I am using kafka 3.5.0 in KRaft mode and deploying to a Kubernetes cluster using the bitnami chart. When the brokers were launching, they failed to talk to each other. This is the error message I saw in the log:
[2023-07-17 06:56:47,311] WARN [RaftManager id=2] Error connecting to node kafka-0.kafka-headless.kafka.svc.cluster.local:9093 (id: 0 rack: null) (org.apache.kafka.clients.NetworkClient)
java.net.UnknownHostException: kafka-0.kafka-headless.kafka.svc.cluster.local
at java.base/java.net.InetAddress$CachedAddresses.get(InetAddress.java:801)

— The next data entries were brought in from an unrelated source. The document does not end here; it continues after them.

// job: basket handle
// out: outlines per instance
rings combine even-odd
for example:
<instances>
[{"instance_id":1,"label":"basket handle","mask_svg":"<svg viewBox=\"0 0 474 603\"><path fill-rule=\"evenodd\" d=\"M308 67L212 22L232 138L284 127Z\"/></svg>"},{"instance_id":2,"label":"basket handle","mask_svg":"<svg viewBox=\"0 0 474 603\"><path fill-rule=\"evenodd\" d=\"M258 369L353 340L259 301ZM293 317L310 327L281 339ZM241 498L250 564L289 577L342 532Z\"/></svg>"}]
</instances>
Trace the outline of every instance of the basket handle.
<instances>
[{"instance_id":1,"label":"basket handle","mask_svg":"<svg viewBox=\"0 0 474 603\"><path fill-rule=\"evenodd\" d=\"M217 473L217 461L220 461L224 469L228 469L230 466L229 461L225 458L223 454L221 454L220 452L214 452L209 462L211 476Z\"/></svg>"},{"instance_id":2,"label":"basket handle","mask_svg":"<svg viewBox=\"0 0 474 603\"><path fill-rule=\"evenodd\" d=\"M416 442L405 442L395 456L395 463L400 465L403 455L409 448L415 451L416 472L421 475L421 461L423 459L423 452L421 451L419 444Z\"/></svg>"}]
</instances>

at java.base/java.net.InetAddress.getAllByName0(InetAddress.java:1533)
at java.base/java.net.InetAddress.getAllByName(InetAddress.java:1385)

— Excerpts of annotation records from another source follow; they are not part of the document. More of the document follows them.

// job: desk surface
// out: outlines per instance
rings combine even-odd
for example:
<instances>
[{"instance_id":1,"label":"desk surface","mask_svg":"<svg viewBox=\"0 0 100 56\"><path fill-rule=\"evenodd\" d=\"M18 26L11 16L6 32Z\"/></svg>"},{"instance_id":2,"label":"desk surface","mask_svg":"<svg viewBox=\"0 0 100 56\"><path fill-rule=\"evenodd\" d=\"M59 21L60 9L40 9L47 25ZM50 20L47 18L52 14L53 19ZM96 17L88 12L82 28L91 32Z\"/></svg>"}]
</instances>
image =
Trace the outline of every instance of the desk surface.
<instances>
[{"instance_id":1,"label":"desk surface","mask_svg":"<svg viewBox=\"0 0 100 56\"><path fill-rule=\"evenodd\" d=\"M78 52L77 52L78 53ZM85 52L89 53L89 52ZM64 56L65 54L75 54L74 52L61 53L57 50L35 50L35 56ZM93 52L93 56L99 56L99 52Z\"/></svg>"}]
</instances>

at java.base/java.net.InetAddress.getAllByName(InetAddress.java:1306)
at org.apache.kafka.clients.DefaultHostResolver.resolve(DefaultHostResolver.java:27)

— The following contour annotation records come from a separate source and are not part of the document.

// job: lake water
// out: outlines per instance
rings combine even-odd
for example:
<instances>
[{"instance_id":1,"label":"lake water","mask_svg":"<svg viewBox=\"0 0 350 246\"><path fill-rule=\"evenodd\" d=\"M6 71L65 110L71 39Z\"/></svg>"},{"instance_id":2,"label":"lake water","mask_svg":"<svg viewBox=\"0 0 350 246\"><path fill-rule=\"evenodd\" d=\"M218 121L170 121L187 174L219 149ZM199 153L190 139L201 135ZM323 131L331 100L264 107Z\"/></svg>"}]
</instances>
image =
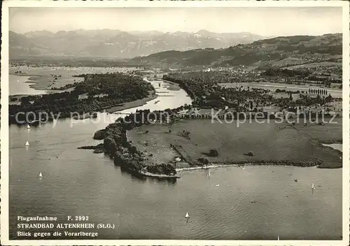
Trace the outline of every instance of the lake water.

at org.apache.kafka.clients.ClientUtils.resolve(ClientUtils.java:110)
at org.apache.kafka.clients.ClusterConnectionStates$NodeConnectionState.currentAddress(ClusterConnectionStates.java:510)
at org.apache.kafka.clients.ClusterConnectionStates$NodeConnectionState.access$200(ClusterConnectionStates.java:467)
at org.apache.kafka.clients.ClusterConnectionStates.currentAddress(ClusterConnectionStates.java:173)
at org.apache.kafka.clients.NetworkClient.initiateConnect(NetworkClient.java:1030)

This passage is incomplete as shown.